Shirking of state law is tough on counties

For too long, the General Assembly has been passing the buck. The latest proposed budget for Aiken County makes that abundantly evident.

Although a number of factors have some prompted county administration to propose a millage rate increase, this is, in large part, tied to the lack of support from state lawmakers.

For decades, the state has obligated itself toward giving additional dollars to counties and municipalities through a measure known as the local government fund. The fund was largely viewed as a way to provide local relief for mandates created by the state.

It’s been an important source of revenue around the state, including in Aiken County, even with the cuts it has seen in recent years. In 1991, lawmakers instituted a law requiring 4.5 percent of the general fund revenue – of the completed fiscal year – to be appropriated into the fund for cities and counties.

However, the law was suspended in 2008 to deal with budget shortfalls resulting from the recession. Now, as the state and country appear to be slowly moving out of the recession, the Legislature continues to not live up to what state law originally required.

The most sensible approach would be putting together a formula that ebbed and flowed with the strength of the state’s general fund. In good years, local governments would have more to spend just as the state does. In bad years, less so. Instead, the state continues to handicap local governments by not sticking to the formula and undermining city and county councils.

The General Assembly has tried to make adjustments to the fund this year, although unsuccessfully. Two bills focused on the issue with one more sensible than the other.
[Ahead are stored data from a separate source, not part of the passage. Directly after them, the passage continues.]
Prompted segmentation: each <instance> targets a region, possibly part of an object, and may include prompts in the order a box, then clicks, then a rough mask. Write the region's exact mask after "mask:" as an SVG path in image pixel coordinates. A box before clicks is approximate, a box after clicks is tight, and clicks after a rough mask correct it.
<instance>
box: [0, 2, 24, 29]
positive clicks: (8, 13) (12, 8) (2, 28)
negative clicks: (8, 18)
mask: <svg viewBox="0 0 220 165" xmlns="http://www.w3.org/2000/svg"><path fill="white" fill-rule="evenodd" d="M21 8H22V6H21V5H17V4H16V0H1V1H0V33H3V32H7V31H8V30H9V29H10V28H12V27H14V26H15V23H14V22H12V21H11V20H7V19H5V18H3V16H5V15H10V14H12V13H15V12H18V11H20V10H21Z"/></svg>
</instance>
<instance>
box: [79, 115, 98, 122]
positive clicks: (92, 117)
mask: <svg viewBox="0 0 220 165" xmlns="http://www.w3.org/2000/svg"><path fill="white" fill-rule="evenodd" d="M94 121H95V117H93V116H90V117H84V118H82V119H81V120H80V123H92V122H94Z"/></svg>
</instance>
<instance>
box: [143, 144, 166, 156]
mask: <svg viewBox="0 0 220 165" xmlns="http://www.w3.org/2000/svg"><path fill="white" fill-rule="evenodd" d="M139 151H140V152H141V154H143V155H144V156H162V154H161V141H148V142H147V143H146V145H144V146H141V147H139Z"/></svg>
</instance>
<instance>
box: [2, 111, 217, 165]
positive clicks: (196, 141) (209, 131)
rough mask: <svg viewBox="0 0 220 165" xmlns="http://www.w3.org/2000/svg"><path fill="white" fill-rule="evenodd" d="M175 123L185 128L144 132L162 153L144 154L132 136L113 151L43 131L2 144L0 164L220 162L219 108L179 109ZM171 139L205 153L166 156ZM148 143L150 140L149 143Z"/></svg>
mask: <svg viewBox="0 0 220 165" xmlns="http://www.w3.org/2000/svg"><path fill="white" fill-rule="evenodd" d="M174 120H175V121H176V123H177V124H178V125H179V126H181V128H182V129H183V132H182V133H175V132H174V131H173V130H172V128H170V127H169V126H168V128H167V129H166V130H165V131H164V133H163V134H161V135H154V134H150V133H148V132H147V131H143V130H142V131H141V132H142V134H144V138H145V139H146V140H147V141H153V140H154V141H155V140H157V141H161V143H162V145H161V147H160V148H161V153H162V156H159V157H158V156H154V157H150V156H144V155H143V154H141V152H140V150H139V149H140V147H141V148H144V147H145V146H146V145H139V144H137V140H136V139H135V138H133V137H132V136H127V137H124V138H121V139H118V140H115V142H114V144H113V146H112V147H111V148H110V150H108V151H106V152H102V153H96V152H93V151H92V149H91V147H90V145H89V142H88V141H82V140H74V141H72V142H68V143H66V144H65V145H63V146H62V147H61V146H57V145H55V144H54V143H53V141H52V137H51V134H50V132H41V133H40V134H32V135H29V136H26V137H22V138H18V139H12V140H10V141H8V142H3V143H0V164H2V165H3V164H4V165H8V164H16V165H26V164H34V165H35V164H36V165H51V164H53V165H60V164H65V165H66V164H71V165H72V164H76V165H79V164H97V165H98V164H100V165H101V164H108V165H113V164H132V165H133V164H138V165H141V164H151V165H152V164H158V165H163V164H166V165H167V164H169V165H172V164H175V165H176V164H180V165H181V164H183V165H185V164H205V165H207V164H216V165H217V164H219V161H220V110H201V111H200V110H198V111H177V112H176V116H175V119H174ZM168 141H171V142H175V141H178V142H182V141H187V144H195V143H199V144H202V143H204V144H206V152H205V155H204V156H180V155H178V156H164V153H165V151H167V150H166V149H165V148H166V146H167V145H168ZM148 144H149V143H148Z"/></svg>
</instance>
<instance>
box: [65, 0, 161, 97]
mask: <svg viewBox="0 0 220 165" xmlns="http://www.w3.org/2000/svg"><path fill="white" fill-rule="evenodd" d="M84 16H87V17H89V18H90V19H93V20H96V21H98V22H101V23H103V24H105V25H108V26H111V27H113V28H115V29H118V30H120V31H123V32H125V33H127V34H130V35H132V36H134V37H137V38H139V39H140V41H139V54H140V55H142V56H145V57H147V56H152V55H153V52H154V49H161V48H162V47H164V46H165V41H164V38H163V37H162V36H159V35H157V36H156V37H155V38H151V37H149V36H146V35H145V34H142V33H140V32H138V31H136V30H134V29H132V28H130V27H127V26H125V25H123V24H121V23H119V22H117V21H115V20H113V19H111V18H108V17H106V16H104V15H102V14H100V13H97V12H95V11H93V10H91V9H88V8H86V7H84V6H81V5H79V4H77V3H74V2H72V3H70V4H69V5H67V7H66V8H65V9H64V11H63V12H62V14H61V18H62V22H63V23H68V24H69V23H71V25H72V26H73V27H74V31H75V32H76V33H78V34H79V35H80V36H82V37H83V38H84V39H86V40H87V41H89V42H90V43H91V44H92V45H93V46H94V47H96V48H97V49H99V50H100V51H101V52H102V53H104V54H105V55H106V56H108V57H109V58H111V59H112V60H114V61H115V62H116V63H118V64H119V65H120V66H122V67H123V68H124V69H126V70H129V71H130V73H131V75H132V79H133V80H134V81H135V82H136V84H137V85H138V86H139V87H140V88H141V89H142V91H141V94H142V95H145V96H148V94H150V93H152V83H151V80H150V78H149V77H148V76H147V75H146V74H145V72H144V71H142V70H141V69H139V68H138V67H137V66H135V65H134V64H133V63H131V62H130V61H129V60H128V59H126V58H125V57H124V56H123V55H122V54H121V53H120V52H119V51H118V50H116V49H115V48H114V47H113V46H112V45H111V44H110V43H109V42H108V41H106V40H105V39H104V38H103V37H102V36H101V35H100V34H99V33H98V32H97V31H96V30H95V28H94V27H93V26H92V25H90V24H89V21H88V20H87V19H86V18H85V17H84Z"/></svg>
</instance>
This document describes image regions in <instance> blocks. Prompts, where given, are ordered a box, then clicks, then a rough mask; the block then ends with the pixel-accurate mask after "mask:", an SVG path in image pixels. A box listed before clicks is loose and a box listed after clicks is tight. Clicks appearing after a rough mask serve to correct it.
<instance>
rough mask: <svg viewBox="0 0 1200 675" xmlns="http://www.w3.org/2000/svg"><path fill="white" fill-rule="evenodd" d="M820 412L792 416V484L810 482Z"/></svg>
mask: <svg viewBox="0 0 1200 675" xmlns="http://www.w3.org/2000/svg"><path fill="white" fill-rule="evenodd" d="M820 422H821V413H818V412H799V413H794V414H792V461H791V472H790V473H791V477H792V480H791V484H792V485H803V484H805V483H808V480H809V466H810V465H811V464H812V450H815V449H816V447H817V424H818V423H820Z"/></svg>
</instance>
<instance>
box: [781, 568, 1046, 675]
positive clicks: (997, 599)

A bill sponsored by S.C. Rep. Jim Merrill, R-Charleston – H.3374 – would all but freeze the local government fund if passed. This misguided approach would continue to put burdens on local governments by keeping mandates imposed by the state in place without the necessary dollars to fulfill the requirements.

Merrill’s bill would increase the local government fund by 2 percent, but only in years when the state general fund is projected to increase by at least 4 percent – and that’s absent some kind of an extraordinary appropriation by the Legislature. ...

Another bill, sponsored by Eddie Southard, R-Berkeley, would take the more sensible approach and would phase in full funding for local governments over a three-year-period, but it hasn’t moved forward either. The fund was envisioned as a way to offset tax relief and some of the state’s functions that are performed at the county level. In the past few years, as the Legislature has suspended the fund, the dollars coming down from the state have been unpredictable. ...

These pressures should create a clear impetus for state lawmakers to push for more sensible, straightforward funding in the future.

In summary

Although the state’s economy is improving, state lawmakers still fail to live up to law requiring funding for local governments.